Part of the orders the company was forced to accept include that the business would not “for a period of three years… make or publish or cause to be made or be published, in any internet website, radio, television or newspaper advertisements or brochures or other written promotional material” similarly false statements about the company.

But Federal Court judge Justice Ray Finkelstein found the company to be in contempt of those orders after the ACCC discovered “representations” from the company, including testimonials written and posted by clients on Allergy Pathway’s Facebook wall and on the company’s website and Twitter pages.

“While it cannot be said that Allergy Pathway was responsible for the initial publication of testimonials (the original publisher was the third party who posted the testimonials on Allergy Pathway’s Twitter and Facebook pages) it is appropriate to conclude that Allergy Pathway accepted responsibility for the publications when it knew of them and decided not to remove them,” Finkelstein said in his judgement.

“Hence it became the publisher of the testimonials.”

The ACCC told SmartCompany this morning that the case is the first it has dealt with involving social media.

In a statement, Graeme Samuel delivered a stern warning for all companies with a presence on social media sites.

“Many corporations now use Facebook ‘Fan’ pages and Twitter accounts to promote their businesses. This outcome confirms that any business that decides to leave public testimonials or other comments on their Facebook and Twitter pages will be held responsible if they are false, misleading or deceptive.”

Philip Argy, a lawyer who specialises in technology matters and runs ArgyStar.com, says the lessons from the case may not have as wide an application as Samuel suggests, given the context of a very specific set of orders made by the Federal Court in the original case against Allergy Pathway.

Nonetheless, he says the unusual case does demonstrate that regulators and the Federal Court – where Argy jokes many judges “wouldn’t know the difference between a megabyte and a mozzie bite”- are now coming to terms with the world of social media.

“I’ve always railed against the mistaken belief that somehow the law doesn’t apply to what you do on your website and your Facebook page,” Argy says.

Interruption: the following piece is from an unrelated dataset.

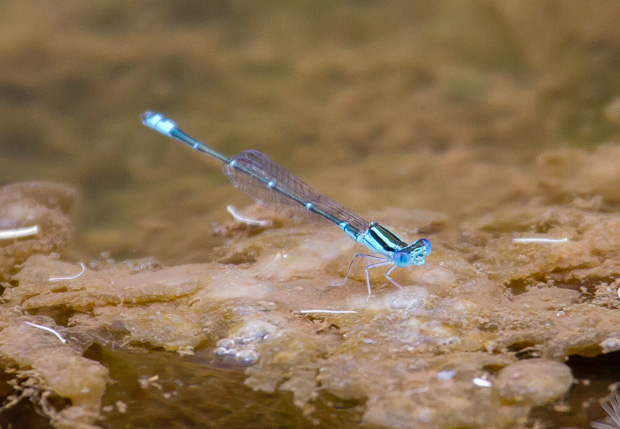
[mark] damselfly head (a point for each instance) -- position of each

“If it’s your official, corporate Facebook page, then plainly you are the moderator of it.”

He gives the example of a knife company, which receives a post on its Facebook page from a customer claiming the company’s knives can cut through steel. 

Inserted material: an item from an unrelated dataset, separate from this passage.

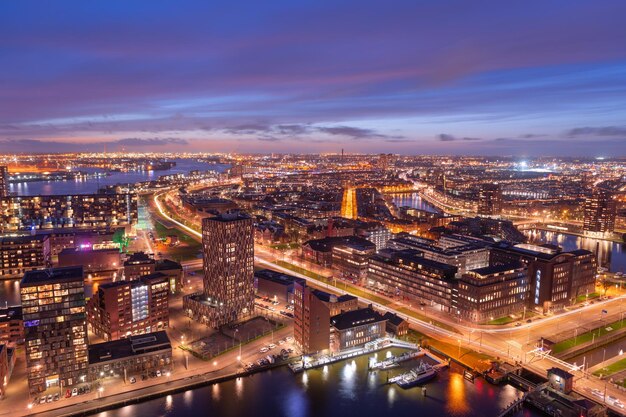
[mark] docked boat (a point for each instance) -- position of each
(423, 373)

“If it’s false and you do not delete it or respond, then you have adopted publication of that post and you are liable for it.

“If you say ‘thanks for the testimonial but that’s not true’ then clearly you have not adopted it.”

Argy does point out that while deleting comments on a Facebook page is relatively easy, monitoring and then deleting or responding to false and misleading comments on Twitter could be much more difficult – particularly as any response a company makes would be not shown adjacent to the Tweet in question.

A Court would therefore need to be satisfied that the company been aware of the Tweet (which could be possible if the company was using a Twitter client such as Tweet Deck) and had not made efforts to respond.

In addition to the fine, Allergy Pathways and Peter Keir were ordered to pay the ACCC’s costs.